Audio Transfer Grade: B+

 

Disc Extras

Static menu
Scene Access with 24 cues and remote access
Subtitles/Captions in English, French, Spanish with remote access
Isolated Music Score with remote access
1 Feature/Episode commentary by Maggie Greenwald, David Mansfield
Packaging: Keep Case
Picture Disc
1 Disc
2-Sided disc(s)
Layers: dual

Extra Extras:
  1. Cast & crew interviews
  2. Three extended scenes
Extras Review: The packaging lists a featurette, but it is AWOL.

The three extended scenes are a bit of a disappointment—they are nothing more than slightly lengthened versions of three of the musical numbers featured in the film, minus the cutaways to whomever is listening. The interviews are slightly better, although most are under a minute, and leave one wanting more—especially the interview with David Mansfield (director Maggie Greenwald's husband), who speaks about the historical background of the film. The strangest interview is with Dolly Parton, who talks about writing an original song for the film, although her name isn't mentioned in the credits, and her distinctive voice is nowhere evident on the soundtrack—but if you tire of listening to Emmylou Harris' dull, over-sanitized rendition of Barbara Allan over the end credits, switch your audio to "Music Track Only", where you'll be able to hear Parton's song. Or buy the Music from and Inspired By soundtrack.

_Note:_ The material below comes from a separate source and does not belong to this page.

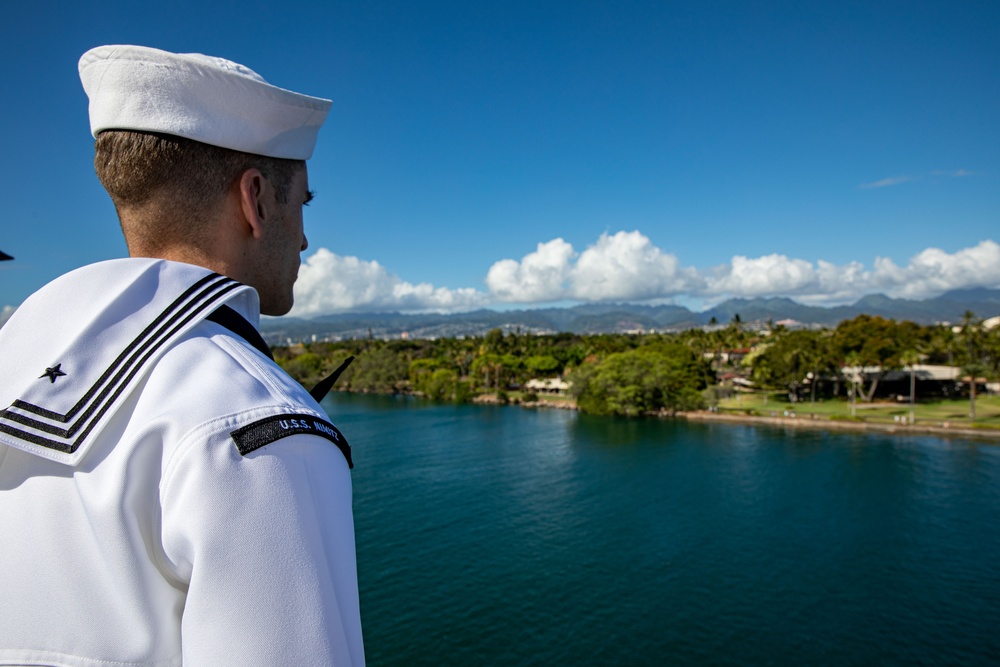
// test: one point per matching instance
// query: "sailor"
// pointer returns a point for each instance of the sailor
(168, 495)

If you have an endless interest in the music and musicians that provided the inspiration for the film, you'll enjoy the commentary by Maggie Greenwald and husband/composer David Mansfield. Greenwald also describes the actors and other incidental details of the making of the film, but the intermittent commentary soon wears out its welcome, and it is telling that any analysis of the narrative traps that Greenwald sets for herself, and the difficulties they engender, is absent.

Extras Grade: C

 

Final Comments

What starts out as a lyrical portrait of an outsider's discovery of Appalachia's musical heritage in the end succumbs to unnecessary conflict and melodrama. But the music and cinematography are outstanding, and the wonderful transfer adds greatly to the enjoyment of watching this film.